History
- Name: 1868–1935: PS Countess of Erne
- Owner: 1868–1889: London and North Western Railway; 1889–1890: Bristol General Steam Navigation Company;
- Operator: 1868–1889: London and North Western Railway; 1889–1890: Bristol General Steam Navigation Company;
- Port of registry: United Kingdom
- Route: 1869–1873: Holyhead – Dublin; 1873–1889: Holyhead – Greenore;
- Builder: Walpole, Webb & Bewley, Dublin
- Launched: 1868
- Out of service: 16 September 1935
- Fate: Sank in Portland Harbour

General characteristics
- Tonnage: 830 gross register tons (GRT)
- Length: 241.4 ft (73.6 m)
- Beam: 29 ft (8.8 m)
- Draught: 14.3 ft (4.4 m)

= PS Countess of Erne =

PS Countess of Erne was a paddle steamer passenger vessel operated by the London and North Western Railway from 1868 to 1889.

==History==

She was built by Walpole, Webb & Bewley, Dublin for the London and North Western Railway in 1868.

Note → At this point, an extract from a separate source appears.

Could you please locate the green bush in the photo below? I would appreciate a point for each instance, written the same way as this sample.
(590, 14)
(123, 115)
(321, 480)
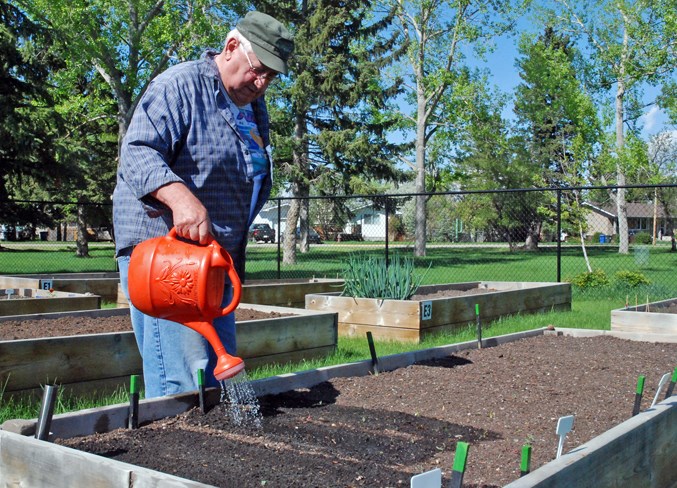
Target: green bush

Countess of Erne was damaged by fire at Holyhead, Anglesey on 30 January 1875. She was sold to the Bristol General Steam Navigation Company in 1889 and used for a couple of years before being sold for scrap.

She was then used as a coal hulk in various ports. Finally she sank in Portland Harbour on 16 September 1935 and is a popular site with scuba divers for training dives.